Supply chain woes delay KC-46 refueling vision system upgrade to 2025

Christian Turner

WASHINGTON — The release of a redesigned refueling vision system for Boeing’s KC-46 Pegasus will be delayed 19 months amid supply chain issues, the U.S. Air Force said.

In a statement provided to Defense News Friday, the Air Force said the remote vision system upgrade, RVS 2.0, will be released to the fleet in October 2025. It had been expected to be released March 2024.

Andrew Hunter, the Air Force’s acquisition chief, and Boeing said in separate statements that ongoing supply chain issues affecting subcontractors on the project were largely responsible for the more than year-and-a-half delay.

“Our defense industrial base continues to face supply chain issues and we’re seeing effects in the acquisition schedules of technically complex systems, such as the KC-46 Remote [Vision] System 2.0,” Hunter said in the statement. “We’ll continue to examine possible opportunities to accelerate the schedule to bring this increased operational capability to the tanker fleet.”

“KC-46s will continue to support worldwide deployments to meet the daily joint force air refueling demands,” he added.

A Boeing spokesperson said parts shortages worldwide have hurt the availability of some hardware, and resulted in longer lead times for the computing equipment and other technology needed to build RVS 2.0.

“We are committed to working with our suppliers and U.S. Air Force partners through the historical challenges that our industry has faced to deliver the unmatched capability of RVS 2.0 to the U.S. Air Force and allies,” Boeing said.

Bloomberg and Aviation Week first reported the delay.

RVS 2.0 is intended to replace the troubled, original Remote Vision System that boom operators on the KC-46 use to guide the boom into the aircraft being refueled.

The original vision system has a network of cameras and sensors to feed boom operators a picture of the refueling process, but under certain lighting conditions, the imagery can be distorted or difficult to see.

The Air Force has said the upgraded vision system will include several significant improvements over the original, including a full color display in 4K resolution.
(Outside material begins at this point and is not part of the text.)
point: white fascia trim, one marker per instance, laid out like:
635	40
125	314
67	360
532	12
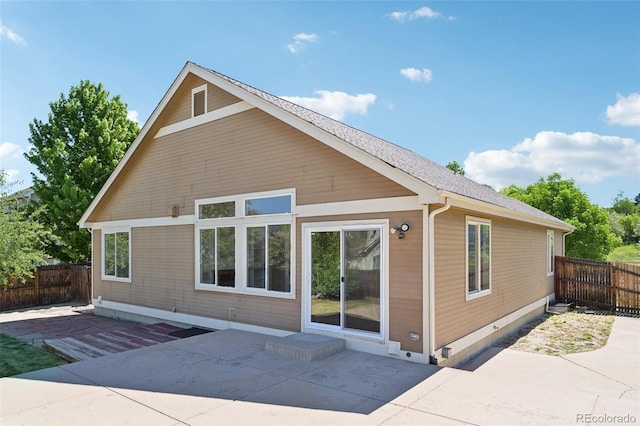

Other upgrades highlighted by the Air Force include improved visual and infrared cameras as well as redundant visual cameras, a redesigned aerial refueling operator station, redesigned image processors, and upgraded panoramic sensors.

Boeing said the long-wave infrared cameras planned for RVS 2.0 will provide better visibility at night, and the system will have three pairs of panoramic visual cameras for daytime operations.

Boeing and the Air Force also said that the FAA and Air Force’s airworthiness certification processes also played a part in the delay.

“The re-baselined schedule for RVS 2.0 certification is reflective of estimated timelines for the complete and thorough regulatory review and certification from both regulators, which are engaged throughout the laboratory and flight test processes,” Boeing said.

The Air Force said the design agreed upon in April has not changed, and the service will incur no direct cost due to the delay.

There are at least 62 KC-46s in the Air Mobility Command fleet.